Types of Errors We See with Training Data: How to Recognize and Avoid Common Data Error
It’s helpful to contrast AI development with traditional software development. In traditional software, you write code that’s deterministic (i.e., every time you run it with the same inputs, you’ll receive the same outputs). But with AI development, it’s not the code that’s most important, it’s the data. Specifically, the labeling of the data.
High-quality, accurately-labeled data is crucial to building a high-performing model. But poor quality data isn’t always obvious. To illustrate this, let’s start with defining what training data actually is. Each unit of data contains a file (the image, text, snippet of audio, or video), file attributes (the labels assigned to the file that give it meaning), and the attributes of the label (including what time it was labeled, who it was labeled by, and under what conditions).
For instance, let’s say we’re building a model that uses LiDAR data. LiDAR works by sending out pulses to capture distances between it and target objects, like cars or pedestrians. When working with LiDAR, an example task for an annotator may be to draw a 3-D bounding box, or cuboid, around a car. Training data for this model might feature a JSON file with code that specifies: where the cuboid is, its height and depth, and what’s contained within it (in this case a car). During this annotation process, there are numerous opportunities for errors to be introduced. Being cognizant of the potential errors will help you create a more complete, representative dataset.
Three Common Data Errors
The following errors in training data are three of the most common Appen sees during the annotation process.
1. Labeling Errors
Labeling errors are one of the most common issues in developing high-quality training data. There are several types of labeling errors that can occur. Imagine, for example, that you provide your data annotators with a task: draw bounding boxes around the cows in an image. The intended output is a tight bounding box around each cow. Here are the type of errors that may occur with this task:
Missing labels: The annotator misses placing a bounding box around one of the cows.

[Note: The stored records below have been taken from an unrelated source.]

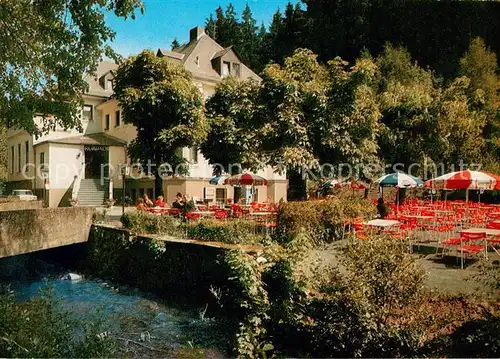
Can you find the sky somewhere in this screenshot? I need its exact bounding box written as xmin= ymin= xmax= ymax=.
xmin=106 ymin=0 xmax=295 ymax=56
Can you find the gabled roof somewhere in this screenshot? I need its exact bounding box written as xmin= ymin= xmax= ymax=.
xmin=212 ymin=45 xmax=233 ymax=59
xmin=156 ymin=49 xmax=184 ymax=60
xmin=85 ymin=61 xmax=118 ymax=97
xmin=157 ymin=27 xmax=260 ymax=82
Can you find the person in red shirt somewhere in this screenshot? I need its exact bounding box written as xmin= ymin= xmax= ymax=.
xmin=155 ymin=196 xmax=165 ymax=207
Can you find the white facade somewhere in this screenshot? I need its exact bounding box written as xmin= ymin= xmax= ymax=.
xmin=7 ymin=28 xmax=287 ymax=207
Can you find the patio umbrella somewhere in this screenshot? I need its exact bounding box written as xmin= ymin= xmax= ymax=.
xmin=208 ymin=175 xmax=228 ymax=186
xmin=224 ymin=172 xmax=267 ymax=186
xmin=425 ymin=170 xmax=500 ymax=203
xmin=425 ymin=170 xmax=500 ymax=190
xmin=375 ymin=172 xmax=424 ymax=211
xmin=319 ymin=179 xmax=340 ymax=189
xmin=375 ymin=172 xmax=424 ymax=188
xmin=224 ymin=172 xmax=267 ymax=204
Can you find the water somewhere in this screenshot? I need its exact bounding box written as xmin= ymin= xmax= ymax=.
xmin=11 ymin=275 xmax=227 ymax=357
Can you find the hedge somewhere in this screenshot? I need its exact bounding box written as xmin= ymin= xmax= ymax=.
xmin=273 ymin=198 xmax=377 ymax=244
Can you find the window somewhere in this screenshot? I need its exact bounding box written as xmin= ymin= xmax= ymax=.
xmin=39 ymin=152 xmax=45 ymax=172
xmin=222 ymin=61 xmax=231 ymax=77
xmin=83 ymin=105 xmax=94 ymax=122
xmin=231 ymin=63 xmax=240 ymax=77
xmin=17 ymin=143 xmax=21 ymax=172
xmin=215 ymin=188 xmax=226 ymax=202
xmin=187 ymin=147 xmax=198 ymax=164
xmin=24 ymin=141 xmax=30 ymax=165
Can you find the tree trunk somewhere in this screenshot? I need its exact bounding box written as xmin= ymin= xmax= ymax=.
xmin=154 ymin=171 xmax=163 ymax=198
xmin=287 ymin=170 xmax=307 ymax=201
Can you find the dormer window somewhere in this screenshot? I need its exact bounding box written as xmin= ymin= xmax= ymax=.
xmin=221 ymin=61 xmax=231 ymax=77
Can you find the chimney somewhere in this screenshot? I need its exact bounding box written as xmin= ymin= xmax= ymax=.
xmin=189 ymin=26 xmax=205 ymax=42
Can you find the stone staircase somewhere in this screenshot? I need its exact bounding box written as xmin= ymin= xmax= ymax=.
xmin=77 ymin=179 xmax=109 ymax=206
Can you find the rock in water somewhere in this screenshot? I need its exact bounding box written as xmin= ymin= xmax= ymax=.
xmin=67 ymin=273 xmax=82 ymax=281
xmin=156 ymin=313 xmax=167 ymax=321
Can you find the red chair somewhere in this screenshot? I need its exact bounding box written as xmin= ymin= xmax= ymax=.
xmin=184 ymin=212 xmax=201 ymax=221
xmin=486 ymin=221 xmax=500 ymax=229
xmin=352 ymin=222 xmax=370 ymax=240
xmin=214 ymin=209 xmax=227 ymax=220
xmin=457 ymin=232 xmax=487 ymax=269
xmin=168 ymin=208 xmax=181 ymax=216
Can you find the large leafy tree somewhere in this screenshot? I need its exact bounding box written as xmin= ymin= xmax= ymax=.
xmin=322 ymin=56 xmax=381 ymax=175
xmin=377 ymin=45 xmax=435 ymax=169
xmin=115 ymin=50 xmax=208 ymax=197
xmin=428 ymin=77 xmax=488 ymax=166
xmin=460 ymin=38 xmax=500 ymax=171
xmin=377 ymin=45 xmax=489 ymax=175
xmin=200 ymin=77 xmax=260 ymax=175
xmin=0 ymin=0 xmax=142 ymax=133
xmin=257 ymin=49 xmax=327 ymax=199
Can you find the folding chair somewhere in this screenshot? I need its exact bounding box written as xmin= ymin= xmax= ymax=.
xmin=457 ymin=232 xmax=487 ymax=269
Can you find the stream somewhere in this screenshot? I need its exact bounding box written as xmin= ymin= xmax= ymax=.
xmin=1 ymin=253 xmax=228 ymax=358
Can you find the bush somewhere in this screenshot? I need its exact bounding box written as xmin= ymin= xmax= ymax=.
xmin=0 ymin=289 xmax=115 ymax=358
xmin=187 ymin=220 xmax=262 ymax=244
xmin=121 ymin=211 xmax=183 ymax=236
xmin=304 ymin=238 xmax=425 ymax=357
xmin=273 ymin=197 xmax=376 ymax=244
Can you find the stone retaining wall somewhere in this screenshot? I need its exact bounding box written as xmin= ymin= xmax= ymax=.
xmin=84 ymin=225 xmax=261 ymax=309
xmin=0 ymin=198 xmax=43 ymax=212
xmin=0 ymin=207 xmax=94 ymax=258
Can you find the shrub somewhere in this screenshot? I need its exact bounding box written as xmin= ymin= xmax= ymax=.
xmin=121 ymin=211 xmax=183 ymax=236
xmin=219 ymin=236 xmax=425 ymax=357
xmin=304 ymin=238 xmax=425 ymax=357
xmin=0 ymin=289 xmax=115 ymax=358
xmin=187 ymin=220 xmax=262 ymax=244
xmin=273 ymin=197 xmax=376 ymax=244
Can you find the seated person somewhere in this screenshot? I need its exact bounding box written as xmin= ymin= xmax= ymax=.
xmin=137 ymin=198 xmax=146 ymax=211
xmin=377 ymin=198 xmax=390 ymax=219
xmin=182 ymin=196 xmax=196 ymax=214
xmin=155 ymin=196 xmax=165 ymax=207
xmin=144 ymin=194 xmax=154 ymax=207
xmin=172 ymin=192 xmax=184 ymax=209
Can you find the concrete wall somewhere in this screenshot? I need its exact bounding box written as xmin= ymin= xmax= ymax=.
xmin=0 ymin=199 xmax=43 ymax=212
xmin=46 ymin=143 xmax=85 ymax=207
xmin=109 ymin=146 xmax=127 ymax=188
xmin=7 ymin=131 xmax=34 ymax=183
xmin=0 ymin=207 xmax=94 ymax=258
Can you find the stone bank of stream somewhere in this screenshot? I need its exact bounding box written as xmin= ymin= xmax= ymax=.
xmin=0 ymin=246 xmax=227 ymax=358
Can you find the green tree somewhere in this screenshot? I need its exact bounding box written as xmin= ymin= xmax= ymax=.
xmin=0 ymin=0 xmax=143 ymax=133
xmin=200 ymin=77 xmax=260 ymax=175
xmin=257 ymin=49 xmax=327 ymax=199
xmin=115 ymin=50 xmax=208 ymax=197
xmin=237 ymin=3 xmax=260 ymax=69
xmin=377 ymin=45 xmax=436 ymax=175
xmin=320 ymin=56 xmax=381 ymax=175
xmin=460 ymin=38 xmax=500 ymax=171
xmin=427 ymin=77 xmax=488 ymax=169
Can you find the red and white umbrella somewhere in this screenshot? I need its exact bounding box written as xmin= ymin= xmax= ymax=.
xmin=425 ymin=170 xmax=500 ymax=190
xmin=224 ymin=173 xmax=267 ymax=186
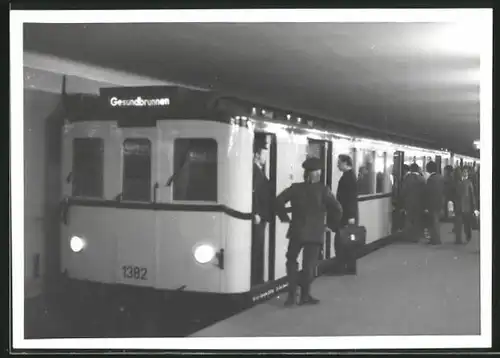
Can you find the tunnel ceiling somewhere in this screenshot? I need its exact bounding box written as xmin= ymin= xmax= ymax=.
xmin=24 ymin=23 xmax=479 ymax=154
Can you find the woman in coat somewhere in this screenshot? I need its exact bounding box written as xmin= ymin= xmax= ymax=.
xmin=455 ymin=168 xmax=479 ymax=244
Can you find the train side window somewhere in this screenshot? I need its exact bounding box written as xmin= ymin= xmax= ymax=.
xmin=122 ymin=138 xmax=151 ymax=201
xmin=375 ymin=151 xmax=386 ymax=194
xmin=72 ymin=138 xmax=104 ymax=198
xmin=173 ymin=138 xmax=217 ymax=202
xmin=356 ymin=149 xmax=374 ymax=195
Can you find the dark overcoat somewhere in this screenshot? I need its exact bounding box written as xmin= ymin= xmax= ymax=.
xmin=276 ymin=182 xmax=342 ymax=244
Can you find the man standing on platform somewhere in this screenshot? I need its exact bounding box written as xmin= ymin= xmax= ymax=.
xmin=335 ymin=154 xmax=359 ymax=275
xmin=425 ymin=162 xmax=444 ymax=245
xmin=276 ymin=158 xmax=342 ymax=306
xmin=401 ymin=163 xmax=425 ymax=242
xmin=251 ymin=135 xmax=271 ymax=285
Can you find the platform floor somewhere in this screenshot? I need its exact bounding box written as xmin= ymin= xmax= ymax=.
xmin=192 ymin=223 xmax=480 ymax=337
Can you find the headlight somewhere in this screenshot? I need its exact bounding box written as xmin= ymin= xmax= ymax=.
xmin=69 ymin=236 xmax=86 ymax=252
xmin=194 ymin=244 xmax=215 ymax=264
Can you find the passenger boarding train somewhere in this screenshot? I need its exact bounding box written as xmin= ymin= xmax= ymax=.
xmin=61 ymin=87 xmax=479 ymax=300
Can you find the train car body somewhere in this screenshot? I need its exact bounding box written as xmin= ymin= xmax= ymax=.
xmin=60 ymin=87 xmax=464 ymax=301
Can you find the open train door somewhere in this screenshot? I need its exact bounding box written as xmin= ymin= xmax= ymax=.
xmin=250 ymin=132 xmax=277 ymax=287
xmin=307 ymin=139 xmax=333 ymax=276
xmin=391 ymin=151 xmax=405 ymax=234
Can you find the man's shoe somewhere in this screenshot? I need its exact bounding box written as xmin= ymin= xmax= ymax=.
xmin=300 ymin=296 xmax=319 ymax=305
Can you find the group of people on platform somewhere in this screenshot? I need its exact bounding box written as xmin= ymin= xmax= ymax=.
xmin=252 ymin=136 xmax=359 ymax=307
xmin=252 ymin=134 xmax=479 ymax=307
xmin=396 ymin=161 xmax=480 ymax=245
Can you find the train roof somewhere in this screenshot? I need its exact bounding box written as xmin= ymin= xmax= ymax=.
xmin=63 ymin=85 xmax=476 ymax=157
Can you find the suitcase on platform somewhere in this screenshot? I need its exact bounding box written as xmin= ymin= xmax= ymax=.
xmin=471 ymin=214 xmax=481 ymax=231
xmin=339 ymin=225 xmax=366 ymax=248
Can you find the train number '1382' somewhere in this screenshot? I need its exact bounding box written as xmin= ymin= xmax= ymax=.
xmin=122 ymin=265 xmax=148 ymax=280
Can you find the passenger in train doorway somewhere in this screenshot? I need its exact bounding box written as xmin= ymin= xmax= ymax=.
xmin=251 ymin=135 xmax=271 ymax=285
xmin=425 ymin=161 xmax=444 ymax=245
xmin=455 ymin=168 xmax=479 ymax=244
xmin=392 ymin=164 xmax=410 ymax=232
xmin=443 ymin=165 xmax=456 ymax=219
xmin=401 ymin=163 xmax=425 ymax=242
xmin=334 ymin=154 xmax=359 ymax=275
xmin=276 ymin=158 xmax=342 ymax=307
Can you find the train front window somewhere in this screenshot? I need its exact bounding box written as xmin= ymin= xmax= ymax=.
xmin=173 ymin=138 xmax=217 ymax=202
xmin=71 ymin=138 xmax=104 ymax=198
xmin=122 ymin=138 xmax=151 ymax=201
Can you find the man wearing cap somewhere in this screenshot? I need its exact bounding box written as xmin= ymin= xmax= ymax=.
xmin=252 ymin=135 xmax=271 ymax=285
xmin=334 ymin=154 xmax=359 ymax=275
xmin=276 ymin=158 xmax=342 ymax=306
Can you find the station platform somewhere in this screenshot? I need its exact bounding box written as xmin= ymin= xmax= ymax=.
xmin=191 ymin=223 xmax=480 ymax=337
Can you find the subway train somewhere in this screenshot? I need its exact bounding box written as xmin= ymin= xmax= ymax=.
xmin=60 ymin=86 xmax=479 ymax=302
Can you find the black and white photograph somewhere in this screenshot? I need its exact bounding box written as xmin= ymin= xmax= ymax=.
xmin=10 ymin=9 xmax=493 ymax=351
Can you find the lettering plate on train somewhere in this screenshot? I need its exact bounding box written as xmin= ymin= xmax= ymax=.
xmin=122 ymin=265 xmax=148 ymax=281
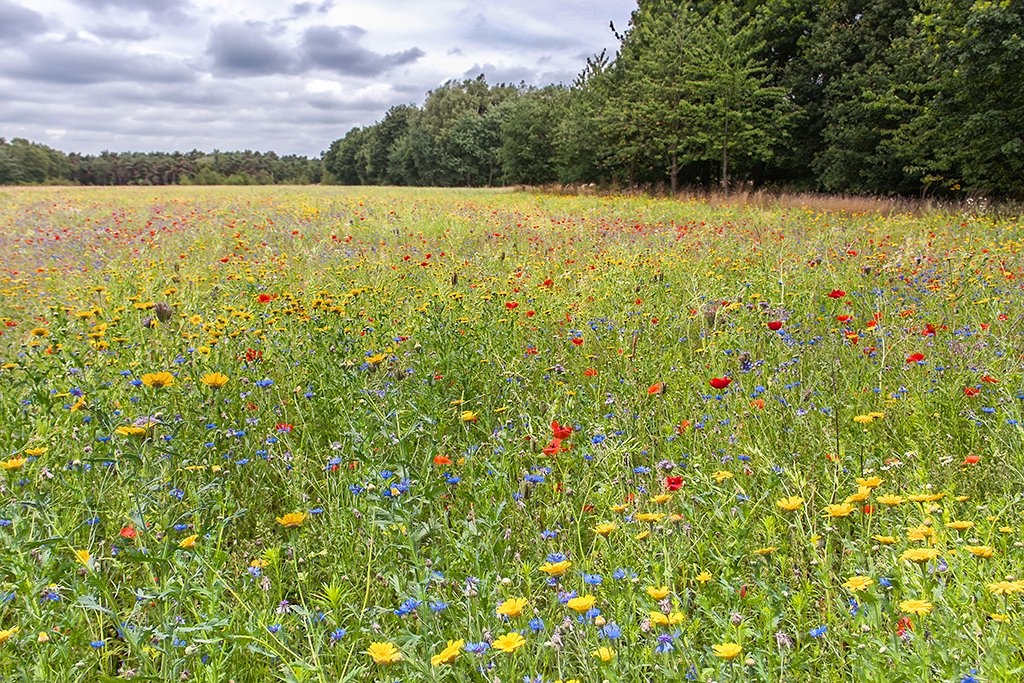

Incorrect fit: The bounding box isn’t tight enough around each cow, leaving unnecessary gaps around them.
Misinterpretation of instructions: The annotator places one bounding box around all of the cows in the image, instead of one for each cow.
Handling occlusion: The annotator places a bounding box around the expected size of a partially-hidden cow, instead of around only the visible part of the cow.
These types of mistakes can occur with many types of projects. It’s essential to provide annotators with clear instructions to avoid these scenarios.
2. Unbalanced Training Data
The composition of your training data is something you’ll want to carefully consider. An unbalanced dataset causes bias in model performance. Data imbalance occurs in the following cases:
Class imbalance: This happens when you don’t have a representative set of data. If you’re training your model to identify cows, but you only have image data of dairy cows on a sunny, green pasture, your model will perform well at identifying a cow under those conditions but not so much under any others.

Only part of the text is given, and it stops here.